Sayfayı Yazdır | Pencereyi Kapat | Resimleri Göster


Çayeli’inden öteye


Açıklama:
Kategori: Köşe Yazarları
Eklenme Tarihi: 28 Temmuz 2013
Geçerli Tarih: 07 Mayıs 2024, 02:34
Site: Görele Sol Platformu
URL: http://www.gorelesol.com/yazar.asp?yaziID=14993


Çayeli’inden öteye
 
A. Hikmet KÖKSAL   

 

Çocukken de kendimce sızlanıp söylendiğim ama içeriği nedir bilmediğim bir türküydü. Ben türküde “yali yali “derken çabuk, acele zannederdim. Çayeli bir yerdi, oradan öteye gidelim gitmesine ama Çayeli’nin ötesinde ne var?

Görmeyen olduğunu bu zamanda zannetmem ama Çayeli’ in dede, Çamlıhemşin’de de, İkizdere’de de Güneysu’ dada Karadeniz’in her koyunda her köşesinde her fındık, her çay bahçesinde, her balıkçı kahvesinde sevgi ve dostluk var.

Çayeli’nden öteye gidelum yali yali

Sırtundaki sepetun,ben olayım hamali

İnsanların neden mutsuz, yılgın, sinirli ve kambur yürüdüklerini gördüğümde hem kederlenmiş ve hem de merak etmişimdir.

İnsanlar neden mutsuz olurlar?

Bu kısa bir sorudur ama cevabı için yazılan kitaplara kütüphaneler de yer bulunmaz.

Bilgide altın aramaya benziyor, şansın varsa erken bulursun karşına gelir.

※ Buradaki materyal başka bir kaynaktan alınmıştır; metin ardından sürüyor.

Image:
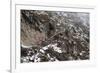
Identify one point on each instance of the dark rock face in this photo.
(54, 36)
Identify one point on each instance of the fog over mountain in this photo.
(48, 36)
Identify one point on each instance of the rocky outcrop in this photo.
(54, 36)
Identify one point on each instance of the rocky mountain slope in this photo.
(54, 36)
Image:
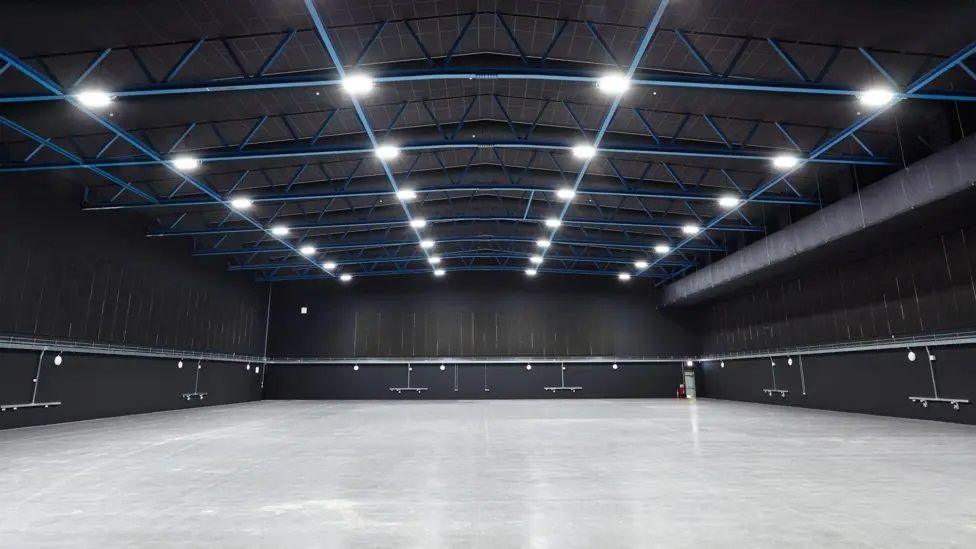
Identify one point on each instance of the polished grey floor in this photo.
(493, 474)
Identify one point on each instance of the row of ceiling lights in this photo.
(361, 84)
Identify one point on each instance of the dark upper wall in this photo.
(94, 276)
(474, 314)
(916, 277)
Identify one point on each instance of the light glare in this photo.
(407, 194)
(584, 151)
(785, 161)
(876, 97)
(615, 84)
(728, 201)
(186, 163)
(241, 203)
(387, 152)
(565, 194)
(357, 84)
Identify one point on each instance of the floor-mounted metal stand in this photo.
(954, 402)
(33, 403)
(769, 392)
(196, 387)
(400, 390)
(562, 382)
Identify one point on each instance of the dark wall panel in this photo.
(92, 386)
(473, 315)
(501, 381)
(920, 287)
(878, 382)
(94, 276)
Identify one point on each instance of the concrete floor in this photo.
(493, 474)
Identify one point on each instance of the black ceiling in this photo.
(298, 148)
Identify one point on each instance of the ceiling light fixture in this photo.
(785, 161)
(186, 163)
(357, 84)
(241, 203)
(876, 97)
(728, 201)
(584, 151)
(94, 98)
(407, 194)
(614, 84)
(387, 152)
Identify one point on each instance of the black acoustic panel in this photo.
(474, 315)
(925, 286)
(92, 386)
(878, 382)
(471, 381)
(89, 276)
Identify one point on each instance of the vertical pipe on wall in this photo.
(37, 376)
(267, 328)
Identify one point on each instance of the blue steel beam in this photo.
(612, 111)
(543, 74)
(417, 147)
(656, 223)
(476, 268)
(326, 40)
(862, 121)
(329, 247)
(47, 143)
(342, 262)
(52, 87)
(465, 188)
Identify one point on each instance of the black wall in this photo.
(94, 276)
(914, 278)
(502, 380)
(91, 386)
(468, 314)
(901, 283)
(878, 382)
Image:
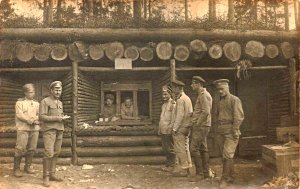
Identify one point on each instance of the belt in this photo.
(224, 122)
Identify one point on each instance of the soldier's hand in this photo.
(235, 133)
(30, 121)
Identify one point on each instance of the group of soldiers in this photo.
(29, 116)
(184, 130)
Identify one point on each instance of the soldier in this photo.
(165, 126)
(181, 128)
(229, 117)
(27, 110)
(52, 117)
(201, 123)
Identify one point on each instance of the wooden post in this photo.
(230, 11)
(173, 70)
(286, 15)
(75, 111)
(186, 11)
(293, 100)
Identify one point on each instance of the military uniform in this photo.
(181, 129)
(201, 121)
(26, 120)
(51, 117)
(229, 115)
(165, 128)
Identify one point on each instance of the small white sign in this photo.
(123, 64)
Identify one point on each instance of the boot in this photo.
(230, 178)
(205, 164)
(198, 164)
(225, 175)
(28, 160)
(17, 162)
(46, 173)
(53, 177)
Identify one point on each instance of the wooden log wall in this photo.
(10, 92)
(88, 100)
(157, 94)
(164, 50)
(278, 101)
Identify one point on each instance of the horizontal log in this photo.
(60, 161)
(119, 151)
(40, 69)
(146, 54)
(11, 142)
(96, 51)
(87, 132)
(156, 160)
(115, 141)
(42, 52)
(141, 34)
(65, 152)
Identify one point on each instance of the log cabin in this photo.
(261, 67)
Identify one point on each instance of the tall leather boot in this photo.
(231, 171)
(28, 160)
(17, 162)
(46, 171)
(205, 164)
(53, 177)
(225, 174)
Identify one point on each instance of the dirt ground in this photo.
(248, 175)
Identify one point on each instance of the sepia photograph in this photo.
(149, 94)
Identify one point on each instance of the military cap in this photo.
(198, 79)
(166, 88)
(55, 84)
(110, 96)
(29, 87)
(178, 83)
(221, 82)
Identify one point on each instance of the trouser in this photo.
(26, 143)
(199, 150)
(227, 145)
(168, 147)
(181, 148)
(52, 142)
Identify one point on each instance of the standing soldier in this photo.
(201, 123)
(229, 117)
(51, 117)
(27, 110)
(165, 126)
(181, 128)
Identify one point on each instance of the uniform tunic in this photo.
(27, 135)
(51, 111)
(26, 110)
(165, 124)
(181, 123)
(229, 116)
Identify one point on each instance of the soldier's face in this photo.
(176, 89)
(30, 94)
(166, 96)
(56, 92)
(128, 103)
(109, 102)
(194, 85)
(223, 90)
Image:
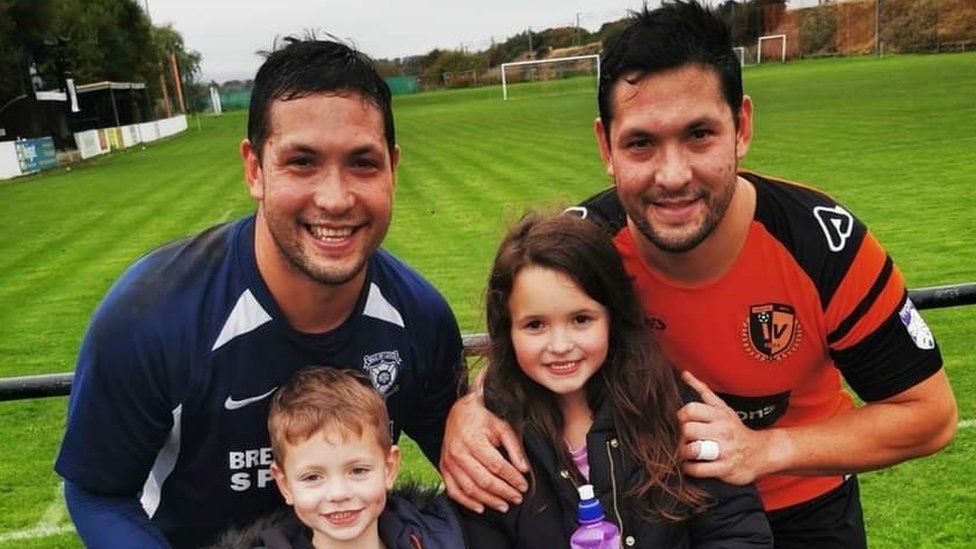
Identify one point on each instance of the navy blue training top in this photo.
(170, 395)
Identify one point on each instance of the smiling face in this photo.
(672, 149)
(559, 333)
(324, 182)
(338, 485)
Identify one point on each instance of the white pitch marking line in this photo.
(53, 521)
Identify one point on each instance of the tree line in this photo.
(747, 20)
(91, 41)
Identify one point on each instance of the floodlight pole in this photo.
(877, 28)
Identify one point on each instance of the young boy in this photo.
(334, 463)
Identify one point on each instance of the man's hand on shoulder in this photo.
(475, 472)
(743, 454)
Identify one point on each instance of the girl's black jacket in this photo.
(547, 516)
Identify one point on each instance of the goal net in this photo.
(579, 73)
(774, 45)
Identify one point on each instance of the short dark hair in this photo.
(674, 35)
(305, 67)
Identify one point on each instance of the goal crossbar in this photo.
(542, 62)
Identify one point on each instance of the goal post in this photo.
(537, 62)
(782, 51)
(740, 52)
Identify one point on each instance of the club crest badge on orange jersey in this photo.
(771, 331)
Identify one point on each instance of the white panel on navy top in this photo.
(152, 490)
(247, 316)
(378, 307)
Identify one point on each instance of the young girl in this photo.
(572, 367)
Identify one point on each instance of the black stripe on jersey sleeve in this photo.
(866, 302)
(786, 210)
(604, 209)
(888, 361)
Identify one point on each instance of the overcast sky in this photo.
(229, 32)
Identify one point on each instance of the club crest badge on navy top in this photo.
(383, 368)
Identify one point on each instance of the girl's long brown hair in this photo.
(637, 379)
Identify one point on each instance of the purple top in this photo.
(579, 459)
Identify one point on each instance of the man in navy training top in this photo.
(166, 440)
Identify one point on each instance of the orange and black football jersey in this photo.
(812, 296)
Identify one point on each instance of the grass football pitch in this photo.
(893, 139)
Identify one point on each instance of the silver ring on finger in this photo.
(708, 450)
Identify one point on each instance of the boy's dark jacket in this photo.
(547, 517)
(414, 518)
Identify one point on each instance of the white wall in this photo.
(9, 167)
(88, 144)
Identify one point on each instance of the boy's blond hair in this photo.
(331, 400)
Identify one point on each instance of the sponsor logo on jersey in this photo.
(771, 331)
(758, 412)
(917, 329)
(383, 368)
(250, 468)
(837, 225)
(233, 404)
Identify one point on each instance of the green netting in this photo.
(400, 85)
(230, 101)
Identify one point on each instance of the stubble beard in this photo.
(301, 263)
(716, 209)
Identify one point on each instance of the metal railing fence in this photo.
(50, 385)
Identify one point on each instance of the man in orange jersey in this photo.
(766, 291)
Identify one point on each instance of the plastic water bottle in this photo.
(594, 531)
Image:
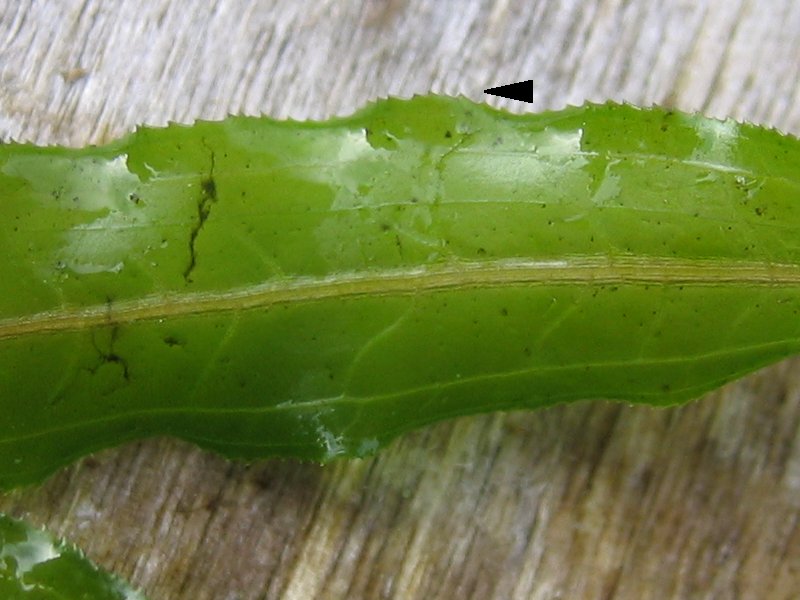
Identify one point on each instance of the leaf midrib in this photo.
(579, 270)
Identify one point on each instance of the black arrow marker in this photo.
(522, 90)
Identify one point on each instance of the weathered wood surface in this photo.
(596, 500)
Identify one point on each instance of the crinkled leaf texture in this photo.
(35, 566)
(314, 289)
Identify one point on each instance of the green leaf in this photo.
(315, 289)
(35, 566)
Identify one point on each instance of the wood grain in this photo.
(593, 500)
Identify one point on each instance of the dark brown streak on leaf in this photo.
(208, 196)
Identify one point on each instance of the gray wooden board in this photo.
(592, 500)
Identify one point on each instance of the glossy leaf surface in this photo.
(35, 566)
(315, 289)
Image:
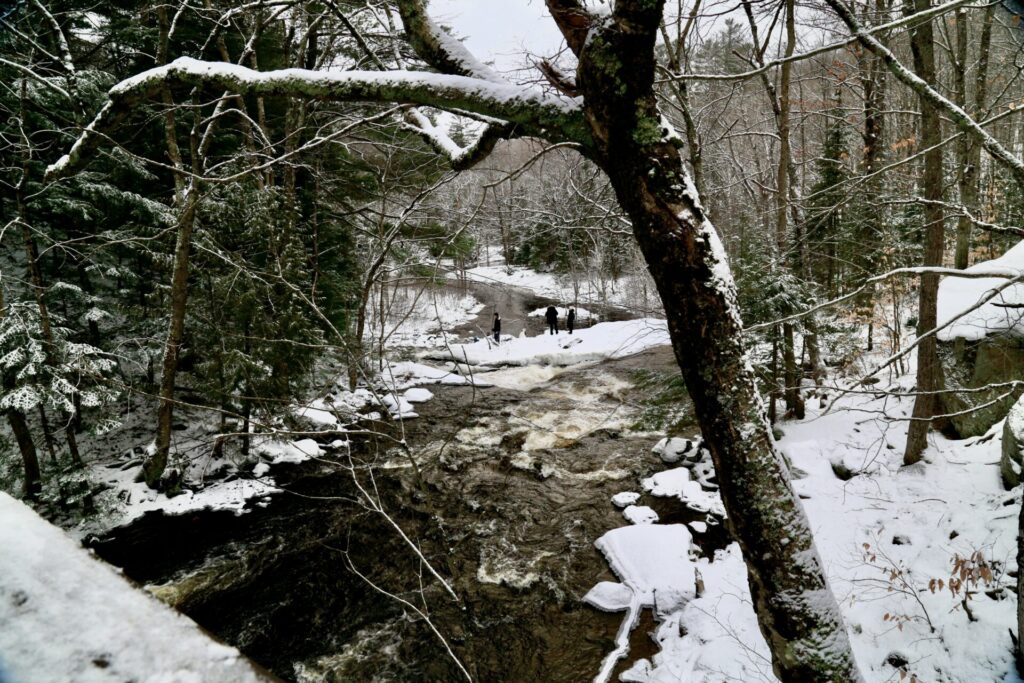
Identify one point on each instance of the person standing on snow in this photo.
(552, 315)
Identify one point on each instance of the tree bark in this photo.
(33, 479)
(929, 370)
(970, 151)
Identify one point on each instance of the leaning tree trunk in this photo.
(798, 614)
(929, 370)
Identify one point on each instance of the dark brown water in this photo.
(510, 488)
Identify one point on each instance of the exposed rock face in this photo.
(1013, 445)
(975, 364)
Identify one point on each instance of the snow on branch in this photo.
(531, 111)
(961, 118)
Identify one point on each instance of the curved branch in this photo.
(531, 111)
(573, 20)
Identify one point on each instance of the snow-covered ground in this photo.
(67, 616)
(888, 536)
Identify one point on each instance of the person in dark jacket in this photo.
(552, 315)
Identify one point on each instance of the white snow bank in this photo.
(653, 562)
(623, 499)
(677, 482)
(675, 449)
(68, 616)
(650, 559)
(406, 375)
(606, 340)
(1004, 312)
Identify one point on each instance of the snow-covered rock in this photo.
(625, 498)
(1001, 313)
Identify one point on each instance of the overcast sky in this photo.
(500, 30)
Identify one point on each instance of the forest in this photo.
(508, 340)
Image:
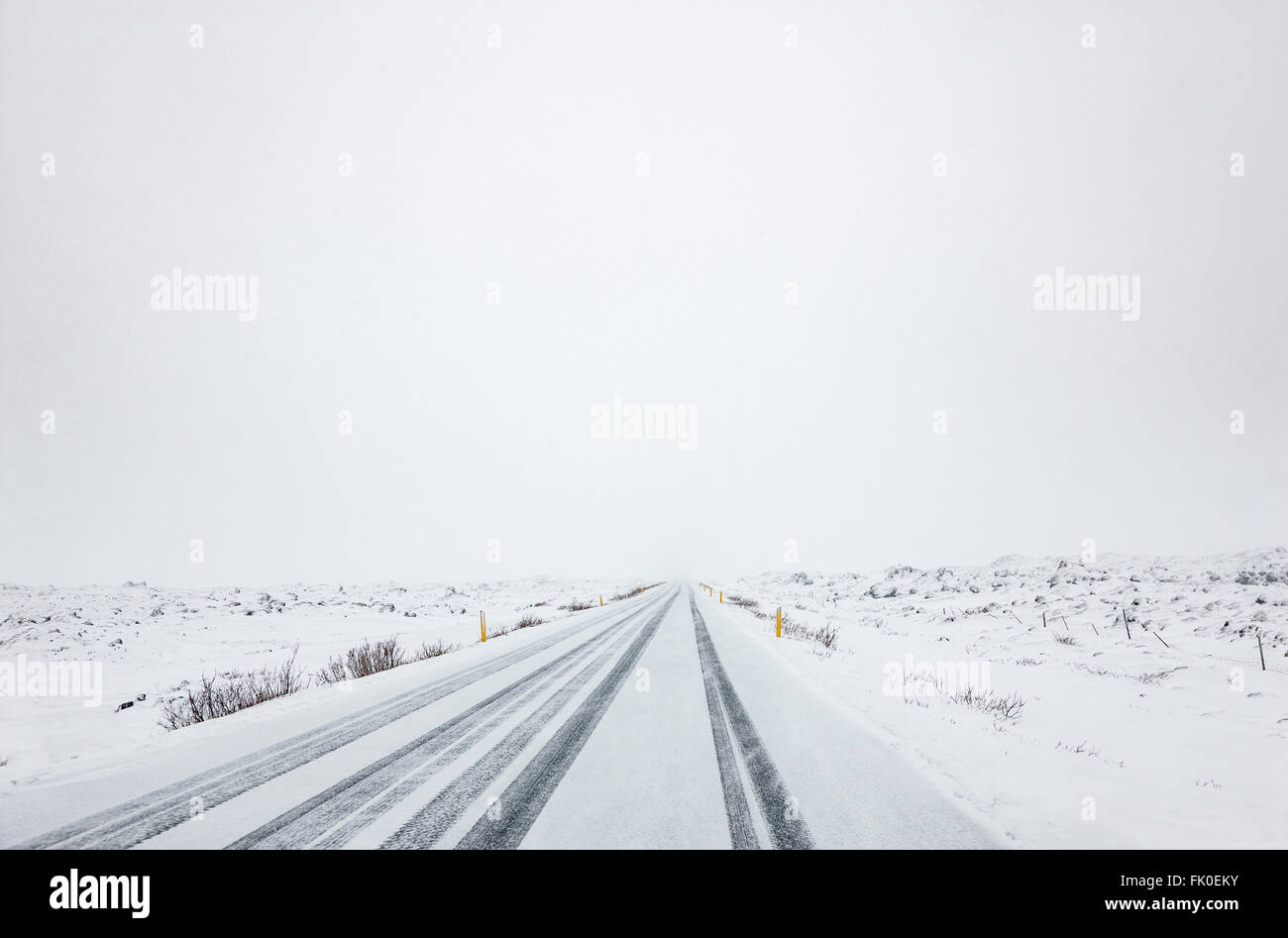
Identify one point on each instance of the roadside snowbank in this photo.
(137, 639)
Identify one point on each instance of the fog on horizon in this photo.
(478, 232)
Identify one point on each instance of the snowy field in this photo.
(1065, 733)
(1120, 742)
(159, 642)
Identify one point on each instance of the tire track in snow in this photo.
(137, 819)
(437, 817)
(742, 831)
(776, 801)
(527, 795)
(377, 786)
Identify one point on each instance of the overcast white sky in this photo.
(518, 165)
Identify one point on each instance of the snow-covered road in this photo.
(653, 722)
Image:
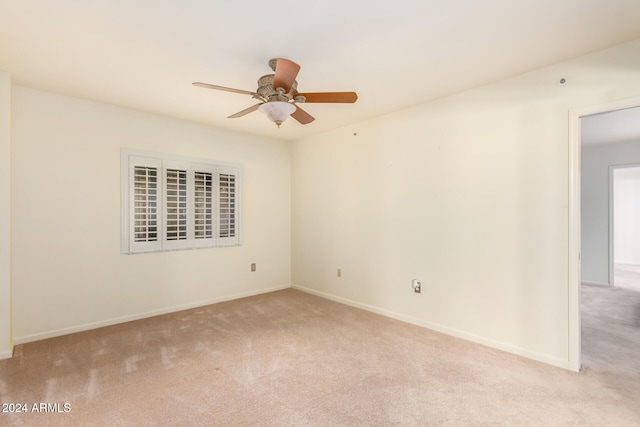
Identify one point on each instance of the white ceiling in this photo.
(612, 127)
(145, 54)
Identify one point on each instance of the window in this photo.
(171, 203)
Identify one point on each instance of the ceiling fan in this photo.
(279, 96)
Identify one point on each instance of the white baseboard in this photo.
(550, 360)
(587, 282)
(635, 264)
(94, 325)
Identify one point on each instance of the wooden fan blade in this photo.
(302, 116)
(245, 111)
(285, 74)
(226, 89)
(338, 97)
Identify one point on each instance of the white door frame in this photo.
(575, 116)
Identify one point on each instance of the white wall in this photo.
(626, 195)
(6, 344)
(68, 272)
(596, 161)
(468, 194)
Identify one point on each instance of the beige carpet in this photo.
(292, 359)
(627, 276)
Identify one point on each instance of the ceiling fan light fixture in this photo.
(277, 111)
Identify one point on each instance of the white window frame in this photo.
(130, 159)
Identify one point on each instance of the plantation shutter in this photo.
(203, 205)
(228, 212)
(172, 203)
(144, 201)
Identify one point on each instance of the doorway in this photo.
(575, 219)
(624, 265)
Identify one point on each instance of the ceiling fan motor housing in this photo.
(268, 93)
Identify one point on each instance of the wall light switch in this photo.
(416, 286)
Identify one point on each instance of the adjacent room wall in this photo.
(6, 344)
(68, 272)
(626, 195)
(596, 162)
(468, 194)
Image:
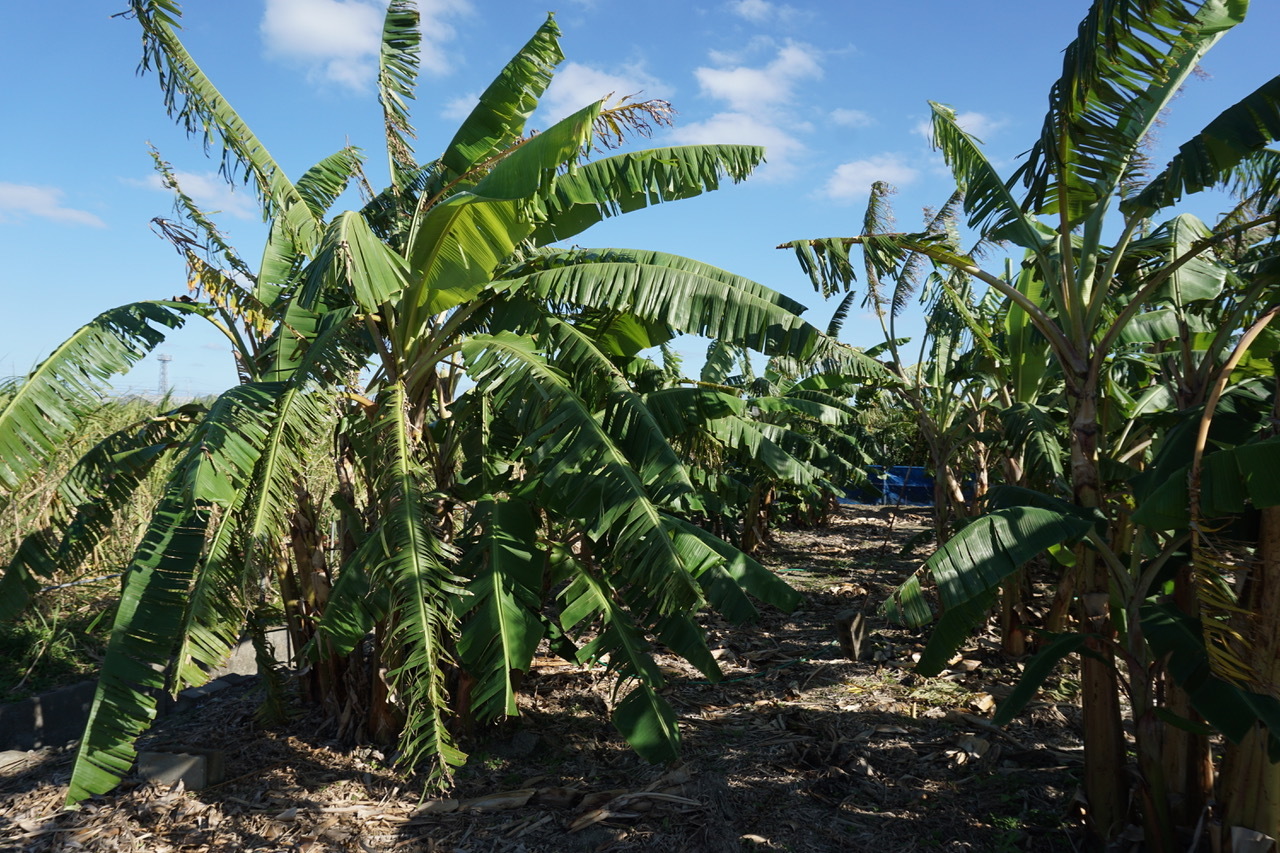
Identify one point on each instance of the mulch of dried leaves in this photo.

Bu sorunun cevabını ben böyle buldum.

Rize İyidere’deki çay bahçesinde bizimle tecrübelerini paylaşan rahmetli Ali Amca ( Kavalcı) uzun iş hayatı boyunca mücadele etmiş, düşüp kalkmış bir iş adamıydı. Uzunca bir sohbetimiz de Para kazanmak için sır sahibi olmak gerekmediğini belirterek

“ para akıllıdır, su gibi gideceği yeri bilir. Ama serbest bırakılmaz, hapsedilirse kokar, bozulur. Eskiden büyük işler küçüğü yutar derlerdi ama şimdi hızlı olan yavaş olanı yer, onun için koşacak sun, kim koşarsa o kazanır, buda zor değildir.

Zor olan dost kazanmaktır,

İnsanlar paraları olmadığı için değil dostları olmadığı için mutsuz.

Sen dost kazanmaya bak, hayatın kolaylaşır, yüzün hep güler” demişti.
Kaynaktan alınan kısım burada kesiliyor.